Namun, kau hanya diam dan matamu tiba-tiba sendu. Lantas kau mengalihkan pembicaraan tentang secangkir kopi, kunang-kunang, dan kota-kota tua yang sering kau datangi. Aku memilih diam menyimak.

“Kau ingat tentang senja?” Tiba-tiba Tanya itu meluncur dari mulutku. “Tiap pulang aku masih sering datang melihat senja. Tapi aku masih belum mengerti rahasia senja. Ada apa di balik senja.”

Kau hanya diam dan aku merasa tak enak, seolah menggali kenangan yang sengaja kau kubur “Kau belum pernah pulang?” Ucapku lebih ke pernyataan daripada pertanyaan.

Tiba-tiba raut wajahmu berubah seperti menahan rasa kehilangan. Menghadap meja bundar dengan sekuntum bunga anggrek di atasnya yang membuatmu lebih menarik disbanding secangkir kopi yang kini telah dingin dan aromanya mulai pudar.

“Kau sering pulang?”

“Ya, tiap lebaran. Lima sampai seminggu di rumah biasanya, “jawabku. “Kau lebih dari sebelas tahun ngga lihat rumah Biyung? Sibuk banget sampai tak ada waktu.” Susah sekali tidak bernada sinis.

Kau hanya diam. Tentu aku masih ingat kau terpaksa ikut orang tuamu dan meninggalkan Biyung. Petenmpuan tua ringkih yang mungkin tak berjasa melahirkanmu tetapi sangat berjasa membesarkan sejak usiamu tiga tahun hingga tiga belas tahun. Bahkan saat Biyung tiga tahun kemudian wafat, kau tak ikut ibumu pulang.

Engkau telah membawa aku pada krinduan senja yang luka setelah langit mengirim hujan. Seperti lima tahun lalu yang tiba-tiba kau menemukan di kota aku bekerja. Saat itu kau seolah ingin menegaskan tak perlu ada penjelasan akan sebuah kekecewaan masa lalu. Sebab kenangan terlalu memberatkan kaki kita dalam melangkah.

Dan sore hari aku harus menerima teorimu itu. Setiap aku melihat senja kita dulu langkah kakiku untuk pulang terayun berat tak seperti dulu yang lincah berlari karena takut petang. Tentu alasan kita berbeda. Kau berat karena terlanjur masuk ke rahasia di balik senja yang dulu kau angankan ayah dan ibumu. Sebuah keluarga bahagia dan harmonis.

Sedang aku enggan pergi karena senja satu-satunya yang mengingatkanku tentang engkau. Tentang angan dan cita-cita.
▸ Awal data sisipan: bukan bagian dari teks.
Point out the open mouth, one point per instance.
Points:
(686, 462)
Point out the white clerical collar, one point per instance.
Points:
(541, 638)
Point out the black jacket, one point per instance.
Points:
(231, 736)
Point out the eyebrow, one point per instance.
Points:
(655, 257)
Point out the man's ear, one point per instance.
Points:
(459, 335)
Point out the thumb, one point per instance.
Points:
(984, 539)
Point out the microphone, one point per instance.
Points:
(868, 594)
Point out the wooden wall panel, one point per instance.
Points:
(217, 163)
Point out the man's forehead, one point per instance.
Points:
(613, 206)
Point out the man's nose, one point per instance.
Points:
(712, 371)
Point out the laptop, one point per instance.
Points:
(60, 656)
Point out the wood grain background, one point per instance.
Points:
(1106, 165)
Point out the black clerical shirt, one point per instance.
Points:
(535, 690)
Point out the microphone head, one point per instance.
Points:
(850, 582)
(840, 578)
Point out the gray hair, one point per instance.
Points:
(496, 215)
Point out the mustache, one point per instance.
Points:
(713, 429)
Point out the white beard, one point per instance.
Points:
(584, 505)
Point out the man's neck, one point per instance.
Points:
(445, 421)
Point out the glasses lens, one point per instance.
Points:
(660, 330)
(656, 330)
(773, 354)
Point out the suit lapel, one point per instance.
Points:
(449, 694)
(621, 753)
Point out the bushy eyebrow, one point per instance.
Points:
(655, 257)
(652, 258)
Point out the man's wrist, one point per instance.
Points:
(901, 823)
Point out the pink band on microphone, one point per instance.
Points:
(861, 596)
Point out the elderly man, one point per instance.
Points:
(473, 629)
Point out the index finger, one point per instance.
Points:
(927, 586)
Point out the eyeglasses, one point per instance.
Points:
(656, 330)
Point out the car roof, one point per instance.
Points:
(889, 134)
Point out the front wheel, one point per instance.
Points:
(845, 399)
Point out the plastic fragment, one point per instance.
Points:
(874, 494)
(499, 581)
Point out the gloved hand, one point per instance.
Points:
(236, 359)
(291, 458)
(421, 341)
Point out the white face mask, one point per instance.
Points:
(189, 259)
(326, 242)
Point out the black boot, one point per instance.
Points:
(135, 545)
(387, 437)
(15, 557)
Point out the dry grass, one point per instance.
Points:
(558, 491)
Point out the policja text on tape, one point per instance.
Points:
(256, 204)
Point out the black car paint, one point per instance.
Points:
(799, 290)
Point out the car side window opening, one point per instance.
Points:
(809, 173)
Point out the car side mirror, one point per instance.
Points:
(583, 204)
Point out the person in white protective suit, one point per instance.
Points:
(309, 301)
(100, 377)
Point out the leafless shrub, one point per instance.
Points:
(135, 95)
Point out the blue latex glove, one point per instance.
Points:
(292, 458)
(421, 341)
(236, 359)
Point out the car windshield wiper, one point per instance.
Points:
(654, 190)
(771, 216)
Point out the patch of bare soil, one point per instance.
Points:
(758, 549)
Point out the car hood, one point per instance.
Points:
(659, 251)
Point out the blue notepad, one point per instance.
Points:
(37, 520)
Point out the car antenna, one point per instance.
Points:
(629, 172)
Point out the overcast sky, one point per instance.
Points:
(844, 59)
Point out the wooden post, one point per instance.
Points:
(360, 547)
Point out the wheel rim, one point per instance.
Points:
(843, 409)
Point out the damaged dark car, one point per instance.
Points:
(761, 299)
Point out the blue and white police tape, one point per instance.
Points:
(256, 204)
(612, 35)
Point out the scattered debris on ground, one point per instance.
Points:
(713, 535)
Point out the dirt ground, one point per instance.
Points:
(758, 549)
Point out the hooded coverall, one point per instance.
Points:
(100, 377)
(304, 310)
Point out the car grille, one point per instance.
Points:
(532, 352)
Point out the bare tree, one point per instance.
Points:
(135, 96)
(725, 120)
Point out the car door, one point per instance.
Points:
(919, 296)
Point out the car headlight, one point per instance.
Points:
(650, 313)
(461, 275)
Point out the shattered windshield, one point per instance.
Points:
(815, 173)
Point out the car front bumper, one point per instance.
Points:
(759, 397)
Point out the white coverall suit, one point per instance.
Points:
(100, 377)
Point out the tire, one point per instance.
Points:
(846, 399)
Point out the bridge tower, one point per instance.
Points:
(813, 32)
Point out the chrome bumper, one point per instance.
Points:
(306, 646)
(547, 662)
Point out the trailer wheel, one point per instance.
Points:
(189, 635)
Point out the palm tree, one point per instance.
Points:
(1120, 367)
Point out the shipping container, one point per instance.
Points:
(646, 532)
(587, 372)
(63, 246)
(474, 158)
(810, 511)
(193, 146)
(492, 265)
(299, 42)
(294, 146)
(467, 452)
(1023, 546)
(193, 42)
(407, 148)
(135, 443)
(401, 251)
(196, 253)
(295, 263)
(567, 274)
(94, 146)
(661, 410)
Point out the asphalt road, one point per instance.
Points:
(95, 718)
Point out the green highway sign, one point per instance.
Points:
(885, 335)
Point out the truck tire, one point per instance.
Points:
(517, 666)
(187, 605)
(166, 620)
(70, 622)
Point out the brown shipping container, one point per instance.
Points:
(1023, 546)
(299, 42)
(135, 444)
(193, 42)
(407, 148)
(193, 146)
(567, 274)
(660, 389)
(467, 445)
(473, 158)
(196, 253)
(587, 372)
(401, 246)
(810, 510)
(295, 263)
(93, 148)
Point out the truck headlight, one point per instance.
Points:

Bahkan tentang arti cinta karena sebelum keberangkatanmu ke negeri yang sekarang kau tinggalkan. 

Negeri yang kutahu hanya lewat peta, kau memasukkan secarik kertas ke saku celanaku jika dipandang tak seperti surat cinta romantis yang biasanya kutulis untuk perempuan-perempuan yang datang dan pergi mengisi hari dan hatiku.

Ikutlah denganku dan kita buat rahasia senja.

Rahasia senja tak pernah menjadi rahasia.

Aku tetap dan selalu menyangimu, Key….  

NB : Temui aku besok pagi di bandara. Dan kau tak perlu lagi mencari rahasia senja. Kita akan membangun negeri yang senja pun tak malu mengatakan rahasianya.

Esok harinya aku tetap diam di kamar denhan memegang secarik kertas itu hingga senja. Aku tetap menikmati senja dengan rahasianya daripada harus bersamamu dan tak menghiraukan kita sama-sama lanjut usia.